Inside a brightly-painted East LA building, twelve young men and women, mostly Latino, sit at long tables, each wearing large headphones and gazing attentively at a laptop. Speaking energetically in Spanish or in English, with both excitement and confidence, this phone bank team will have over 150 conversations with voters in under an hour.
This is what transformative change looks like. Over the course of the California Alliance’s March Civic Engagement Program, Inner City Struggle (ICS) – an East LA youth organizing group — contacted over 10,000 voters. Since last Fall, they have had over 20,000 conversations – an unprecedented feat for the organization. ICS, along with the other 18 community-based organizations that comprise the California Alliance, have collectively spoken to over 330,000 voters. This past few months’ newfound capacity dwarfs the Alliance’s previous efforts –when reaching 40,000 voters was considered a victory–and demonstrates the potential of this first-of-its kind civic engagement strategy.
Achieving scale was a top goal of the November 2009 and March 2010 programs. They were test-drives for the coalition’s state-of-the-art, high-tech predictive dialing system and dynamic precinct walk programs by grassroots leaders across the state.

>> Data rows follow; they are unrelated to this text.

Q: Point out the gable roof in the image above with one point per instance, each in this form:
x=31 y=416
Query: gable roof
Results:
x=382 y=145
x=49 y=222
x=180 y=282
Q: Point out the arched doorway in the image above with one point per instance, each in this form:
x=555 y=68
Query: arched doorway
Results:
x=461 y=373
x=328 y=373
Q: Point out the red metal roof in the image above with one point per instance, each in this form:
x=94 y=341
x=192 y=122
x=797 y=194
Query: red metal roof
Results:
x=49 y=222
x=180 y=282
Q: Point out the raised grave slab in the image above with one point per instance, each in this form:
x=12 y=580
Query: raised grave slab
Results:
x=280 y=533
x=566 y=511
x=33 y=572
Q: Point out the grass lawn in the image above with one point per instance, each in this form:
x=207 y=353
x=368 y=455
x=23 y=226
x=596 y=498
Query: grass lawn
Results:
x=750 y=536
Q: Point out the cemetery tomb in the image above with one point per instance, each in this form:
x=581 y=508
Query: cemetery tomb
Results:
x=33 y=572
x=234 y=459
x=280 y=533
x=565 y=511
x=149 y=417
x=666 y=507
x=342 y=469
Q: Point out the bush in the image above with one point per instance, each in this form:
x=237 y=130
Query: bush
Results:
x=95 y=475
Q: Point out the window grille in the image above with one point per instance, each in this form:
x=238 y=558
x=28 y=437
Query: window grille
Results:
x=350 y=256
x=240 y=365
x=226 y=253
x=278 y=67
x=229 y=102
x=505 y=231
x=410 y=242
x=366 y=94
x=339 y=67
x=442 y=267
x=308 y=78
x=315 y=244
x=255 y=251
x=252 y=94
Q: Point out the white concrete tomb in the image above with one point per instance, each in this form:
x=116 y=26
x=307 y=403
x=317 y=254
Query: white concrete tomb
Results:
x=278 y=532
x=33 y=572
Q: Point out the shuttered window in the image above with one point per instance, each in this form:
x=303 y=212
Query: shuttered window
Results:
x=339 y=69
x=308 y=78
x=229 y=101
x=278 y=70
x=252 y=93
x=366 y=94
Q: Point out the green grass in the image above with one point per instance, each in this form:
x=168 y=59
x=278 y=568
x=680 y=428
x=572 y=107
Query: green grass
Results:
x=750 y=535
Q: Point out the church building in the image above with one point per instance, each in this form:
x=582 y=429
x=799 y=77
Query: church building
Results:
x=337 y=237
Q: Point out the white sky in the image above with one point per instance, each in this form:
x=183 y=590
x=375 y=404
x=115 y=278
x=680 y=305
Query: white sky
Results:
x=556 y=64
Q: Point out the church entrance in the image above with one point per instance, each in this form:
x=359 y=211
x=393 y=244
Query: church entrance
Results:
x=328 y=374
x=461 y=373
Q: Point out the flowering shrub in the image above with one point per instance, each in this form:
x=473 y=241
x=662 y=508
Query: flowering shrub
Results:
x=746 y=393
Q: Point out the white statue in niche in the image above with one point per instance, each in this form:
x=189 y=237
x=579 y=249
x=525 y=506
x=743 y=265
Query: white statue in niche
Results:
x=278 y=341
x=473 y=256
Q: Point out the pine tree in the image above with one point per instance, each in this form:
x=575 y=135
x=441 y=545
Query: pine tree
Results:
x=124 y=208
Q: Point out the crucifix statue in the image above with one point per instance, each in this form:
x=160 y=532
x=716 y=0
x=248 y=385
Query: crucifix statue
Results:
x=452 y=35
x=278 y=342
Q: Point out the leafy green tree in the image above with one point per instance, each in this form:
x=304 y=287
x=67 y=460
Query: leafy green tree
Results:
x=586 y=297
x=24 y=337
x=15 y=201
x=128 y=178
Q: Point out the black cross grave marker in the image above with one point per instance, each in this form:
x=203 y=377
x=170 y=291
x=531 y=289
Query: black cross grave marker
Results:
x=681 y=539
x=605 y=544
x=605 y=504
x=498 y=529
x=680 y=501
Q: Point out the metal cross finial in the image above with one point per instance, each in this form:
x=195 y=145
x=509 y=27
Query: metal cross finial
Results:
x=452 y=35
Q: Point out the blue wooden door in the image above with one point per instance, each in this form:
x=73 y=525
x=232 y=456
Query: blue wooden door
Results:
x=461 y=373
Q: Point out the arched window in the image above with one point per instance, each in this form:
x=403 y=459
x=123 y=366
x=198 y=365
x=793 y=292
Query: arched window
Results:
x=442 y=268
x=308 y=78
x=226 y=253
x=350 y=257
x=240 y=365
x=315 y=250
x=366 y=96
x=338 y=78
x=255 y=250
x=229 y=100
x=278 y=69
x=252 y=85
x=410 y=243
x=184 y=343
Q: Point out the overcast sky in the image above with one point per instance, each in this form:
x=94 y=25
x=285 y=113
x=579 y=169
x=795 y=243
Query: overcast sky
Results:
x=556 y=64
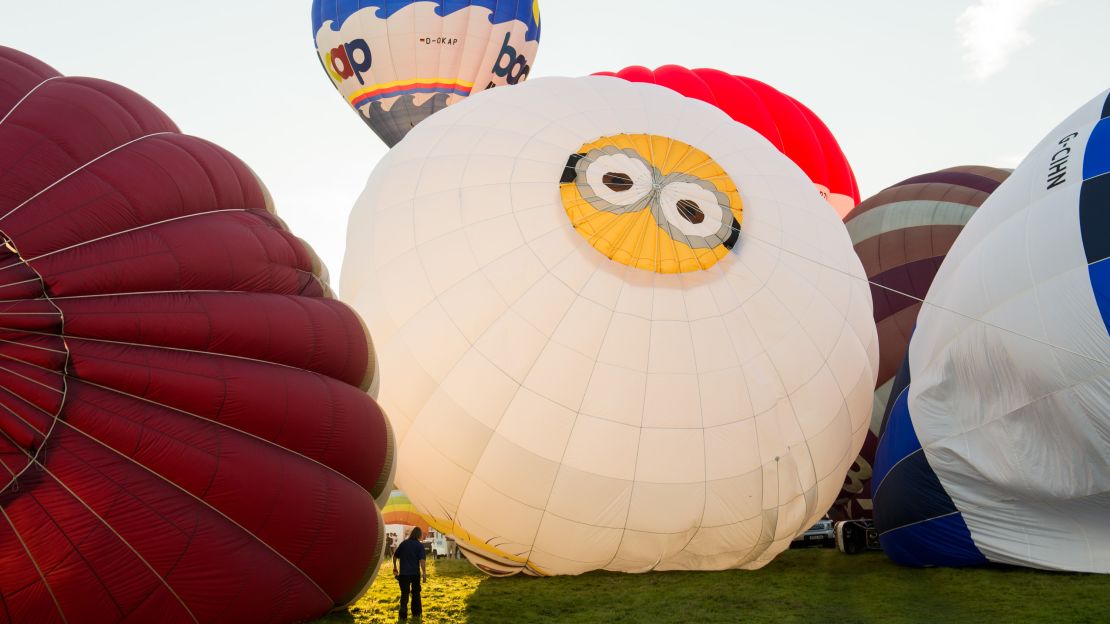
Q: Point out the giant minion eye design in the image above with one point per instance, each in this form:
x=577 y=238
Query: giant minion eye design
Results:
x=652 y=202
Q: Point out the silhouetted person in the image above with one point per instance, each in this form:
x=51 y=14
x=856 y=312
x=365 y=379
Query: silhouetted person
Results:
x=413 y=570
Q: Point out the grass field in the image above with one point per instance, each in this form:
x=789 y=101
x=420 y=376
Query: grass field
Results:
x=810 y=585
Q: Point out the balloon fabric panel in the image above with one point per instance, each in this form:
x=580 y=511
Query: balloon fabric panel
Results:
x=1009 y=360
x=780 y=119
x=184 y=434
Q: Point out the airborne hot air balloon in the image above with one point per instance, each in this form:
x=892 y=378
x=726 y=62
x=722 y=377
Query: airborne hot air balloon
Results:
x=399 y=61
x=997 y=450
x=619 y=330
x=784 y=121
x=901 y=234
x=184 y=435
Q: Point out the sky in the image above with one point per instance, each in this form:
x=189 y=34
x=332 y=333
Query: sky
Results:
x=907 y=88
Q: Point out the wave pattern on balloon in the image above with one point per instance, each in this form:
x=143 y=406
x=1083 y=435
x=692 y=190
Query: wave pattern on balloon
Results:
x=619 y=330
x=184 y=434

The November and March tests were the first steps towards the Alliance goal of identifying and mobilizing a base of 500,000 voters who support progressive tax reform. From the March test, the Alliance has learned a number of lessons about the voters it is trying to motivate and their orientation towards taxation:
- The youth of ICS’s community phone bank team matches key trends: 61% and 55% of contacted voters ages 18 to 24 and 25 to 34, respectively, support progressive tax reform. Motivating young voters is a critical component to achieving systemic change in California.
- The Alliance has expanded rapidly into traditionally “red” areas of the state and the March results are proof. In these “shifting” areas, 42% of voters say they’re in favor of reform. While not a majority, 42% is a substantive constituency to organize.

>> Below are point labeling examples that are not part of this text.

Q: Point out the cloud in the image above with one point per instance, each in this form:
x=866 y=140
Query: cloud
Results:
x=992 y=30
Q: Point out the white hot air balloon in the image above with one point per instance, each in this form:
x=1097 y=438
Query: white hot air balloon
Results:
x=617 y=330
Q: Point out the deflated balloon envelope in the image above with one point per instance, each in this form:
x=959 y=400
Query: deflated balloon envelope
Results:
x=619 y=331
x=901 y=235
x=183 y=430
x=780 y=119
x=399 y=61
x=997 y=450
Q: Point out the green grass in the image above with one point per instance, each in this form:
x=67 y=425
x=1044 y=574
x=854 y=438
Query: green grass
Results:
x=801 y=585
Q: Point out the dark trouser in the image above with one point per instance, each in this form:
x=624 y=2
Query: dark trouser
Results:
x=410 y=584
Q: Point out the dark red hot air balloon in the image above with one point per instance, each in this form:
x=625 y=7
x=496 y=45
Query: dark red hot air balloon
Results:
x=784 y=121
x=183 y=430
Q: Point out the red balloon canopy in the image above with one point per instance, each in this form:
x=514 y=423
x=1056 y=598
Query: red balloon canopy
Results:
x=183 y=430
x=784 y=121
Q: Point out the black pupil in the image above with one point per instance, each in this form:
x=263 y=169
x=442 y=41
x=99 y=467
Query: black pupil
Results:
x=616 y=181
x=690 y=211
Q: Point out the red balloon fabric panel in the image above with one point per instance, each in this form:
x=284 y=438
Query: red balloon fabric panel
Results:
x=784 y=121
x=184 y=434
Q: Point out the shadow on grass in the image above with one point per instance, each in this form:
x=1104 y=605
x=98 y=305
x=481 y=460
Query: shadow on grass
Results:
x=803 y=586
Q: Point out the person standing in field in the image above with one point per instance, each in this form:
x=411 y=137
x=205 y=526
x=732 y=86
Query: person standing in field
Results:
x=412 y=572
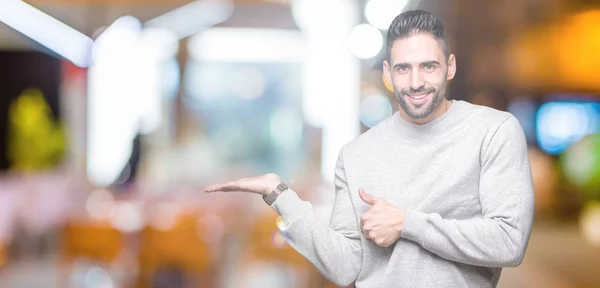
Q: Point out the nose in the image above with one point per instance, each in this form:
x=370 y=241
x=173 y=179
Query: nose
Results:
x=416 y=80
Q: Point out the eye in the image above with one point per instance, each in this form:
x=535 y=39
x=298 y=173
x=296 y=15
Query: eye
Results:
x=429 y=67
x=402 y=68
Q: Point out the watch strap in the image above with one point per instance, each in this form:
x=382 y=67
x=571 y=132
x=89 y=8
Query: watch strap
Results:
x=271 y=197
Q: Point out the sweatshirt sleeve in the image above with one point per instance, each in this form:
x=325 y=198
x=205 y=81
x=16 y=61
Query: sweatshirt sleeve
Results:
x=335 y=250
x=500 y=237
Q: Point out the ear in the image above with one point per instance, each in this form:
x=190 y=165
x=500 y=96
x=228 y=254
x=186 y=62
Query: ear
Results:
x=451 y=67
x=387 y=71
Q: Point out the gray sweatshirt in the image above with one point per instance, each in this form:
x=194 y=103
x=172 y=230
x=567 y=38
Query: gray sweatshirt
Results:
x=465 y=181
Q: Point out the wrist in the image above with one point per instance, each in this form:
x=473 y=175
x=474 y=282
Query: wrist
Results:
x=270 y=187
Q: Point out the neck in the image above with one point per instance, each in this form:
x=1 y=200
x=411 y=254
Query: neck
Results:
x=439 y=111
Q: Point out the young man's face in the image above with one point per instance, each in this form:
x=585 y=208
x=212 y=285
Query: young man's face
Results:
x=418 y=70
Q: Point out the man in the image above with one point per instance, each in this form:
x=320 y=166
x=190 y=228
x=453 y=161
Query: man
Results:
x=438 y=195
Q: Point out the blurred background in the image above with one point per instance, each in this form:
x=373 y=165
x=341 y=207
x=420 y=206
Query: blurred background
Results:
x=114 y=115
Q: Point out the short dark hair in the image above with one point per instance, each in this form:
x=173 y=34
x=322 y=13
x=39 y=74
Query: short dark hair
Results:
x=414 y=22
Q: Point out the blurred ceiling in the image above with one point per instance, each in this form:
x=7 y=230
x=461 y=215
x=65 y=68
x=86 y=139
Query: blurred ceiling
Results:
x=87 y=16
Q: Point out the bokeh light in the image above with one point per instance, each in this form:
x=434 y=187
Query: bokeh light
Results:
x=560 y=124
x=100 y=204
x=373 y=109
x=589 y=223
x=381 y=13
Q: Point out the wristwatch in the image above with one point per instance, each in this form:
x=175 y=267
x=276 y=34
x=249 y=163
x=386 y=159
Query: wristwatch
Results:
x=269 y=199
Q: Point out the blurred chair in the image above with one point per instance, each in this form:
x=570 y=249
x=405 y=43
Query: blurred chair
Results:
x=95 y=241
x=177 y=250
x=267 y=244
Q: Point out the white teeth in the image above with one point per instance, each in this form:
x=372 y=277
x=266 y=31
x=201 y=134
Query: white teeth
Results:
x=418 y=97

- There is still much work to be done, but the outlook is promising. 50% of voters support progressive tax reform while just 11% are opposed.

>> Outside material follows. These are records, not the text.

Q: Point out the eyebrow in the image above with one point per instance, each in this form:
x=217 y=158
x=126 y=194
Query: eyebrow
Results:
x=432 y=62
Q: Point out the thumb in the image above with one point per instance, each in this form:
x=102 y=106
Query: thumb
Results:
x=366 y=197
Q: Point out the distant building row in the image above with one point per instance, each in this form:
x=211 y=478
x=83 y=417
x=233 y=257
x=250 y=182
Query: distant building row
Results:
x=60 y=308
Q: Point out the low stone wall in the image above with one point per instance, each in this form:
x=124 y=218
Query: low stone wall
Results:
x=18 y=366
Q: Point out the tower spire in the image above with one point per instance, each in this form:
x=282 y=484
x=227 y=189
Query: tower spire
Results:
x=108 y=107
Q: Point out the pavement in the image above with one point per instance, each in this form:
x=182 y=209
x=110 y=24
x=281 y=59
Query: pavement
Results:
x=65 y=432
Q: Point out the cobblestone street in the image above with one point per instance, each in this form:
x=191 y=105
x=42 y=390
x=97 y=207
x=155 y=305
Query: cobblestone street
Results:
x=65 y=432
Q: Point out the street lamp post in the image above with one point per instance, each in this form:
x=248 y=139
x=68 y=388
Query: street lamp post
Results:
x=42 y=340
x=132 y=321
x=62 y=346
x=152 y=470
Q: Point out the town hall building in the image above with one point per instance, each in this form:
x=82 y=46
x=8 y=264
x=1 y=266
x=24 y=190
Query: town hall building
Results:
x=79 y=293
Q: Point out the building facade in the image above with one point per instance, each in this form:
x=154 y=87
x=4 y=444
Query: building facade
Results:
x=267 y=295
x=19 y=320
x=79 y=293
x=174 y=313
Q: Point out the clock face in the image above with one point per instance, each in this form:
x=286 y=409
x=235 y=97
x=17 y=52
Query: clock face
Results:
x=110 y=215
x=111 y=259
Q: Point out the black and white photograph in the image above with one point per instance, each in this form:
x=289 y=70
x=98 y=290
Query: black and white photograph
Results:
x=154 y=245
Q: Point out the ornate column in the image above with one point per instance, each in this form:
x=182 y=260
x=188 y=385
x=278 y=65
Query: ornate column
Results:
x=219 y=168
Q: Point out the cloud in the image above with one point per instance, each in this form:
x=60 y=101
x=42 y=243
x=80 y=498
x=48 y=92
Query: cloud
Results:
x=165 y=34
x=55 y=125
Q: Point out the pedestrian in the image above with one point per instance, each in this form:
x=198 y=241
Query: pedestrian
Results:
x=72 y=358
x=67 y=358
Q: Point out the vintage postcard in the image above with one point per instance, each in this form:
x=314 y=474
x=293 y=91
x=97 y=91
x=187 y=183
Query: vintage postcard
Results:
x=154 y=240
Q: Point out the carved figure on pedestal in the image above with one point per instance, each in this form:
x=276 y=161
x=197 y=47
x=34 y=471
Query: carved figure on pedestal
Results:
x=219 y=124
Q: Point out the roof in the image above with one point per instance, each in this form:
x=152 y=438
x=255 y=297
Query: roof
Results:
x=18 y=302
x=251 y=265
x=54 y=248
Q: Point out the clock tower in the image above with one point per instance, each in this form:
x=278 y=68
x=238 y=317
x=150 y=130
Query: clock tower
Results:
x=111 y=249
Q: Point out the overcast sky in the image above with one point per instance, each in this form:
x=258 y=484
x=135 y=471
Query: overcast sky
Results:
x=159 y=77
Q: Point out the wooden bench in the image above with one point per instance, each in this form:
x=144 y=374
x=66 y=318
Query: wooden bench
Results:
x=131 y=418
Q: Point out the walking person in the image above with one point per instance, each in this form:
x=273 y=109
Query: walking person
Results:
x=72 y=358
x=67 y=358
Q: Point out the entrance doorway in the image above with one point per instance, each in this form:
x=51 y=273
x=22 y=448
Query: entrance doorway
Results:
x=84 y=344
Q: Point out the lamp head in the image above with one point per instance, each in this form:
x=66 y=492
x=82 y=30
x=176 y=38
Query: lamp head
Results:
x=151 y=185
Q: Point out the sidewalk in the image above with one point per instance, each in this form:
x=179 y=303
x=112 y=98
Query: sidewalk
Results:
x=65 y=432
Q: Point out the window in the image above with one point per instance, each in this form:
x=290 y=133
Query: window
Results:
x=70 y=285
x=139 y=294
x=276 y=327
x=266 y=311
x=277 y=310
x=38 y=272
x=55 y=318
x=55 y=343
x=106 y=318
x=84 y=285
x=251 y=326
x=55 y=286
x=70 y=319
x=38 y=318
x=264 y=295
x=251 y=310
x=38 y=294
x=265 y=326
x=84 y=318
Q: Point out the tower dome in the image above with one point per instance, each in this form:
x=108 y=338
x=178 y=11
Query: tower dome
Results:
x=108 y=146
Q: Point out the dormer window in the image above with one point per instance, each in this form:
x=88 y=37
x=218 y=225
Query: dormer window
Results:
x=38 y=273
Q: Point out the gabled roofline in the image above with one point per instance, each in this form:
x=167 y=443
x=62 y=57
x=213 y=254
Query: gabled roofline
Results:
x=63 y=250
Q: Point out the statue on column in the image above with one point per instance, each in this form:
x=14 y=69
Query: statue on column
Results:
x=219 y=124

With lessons from the March program in hand, the Alliance began its first get-out-the-vote program late in May. This is the first program based around an election – the June 8th primary – and has challenged anchor organizations to meet the demands of a tight election calendar. The June campaign will test the Alliance’s ability to turn out new and occasional voters to the polls in low-income communities across the state. Setting up, scaling up, and honing an electoral apparatus now prepares Alliance groups for tipping the scales towards tax reform in the future.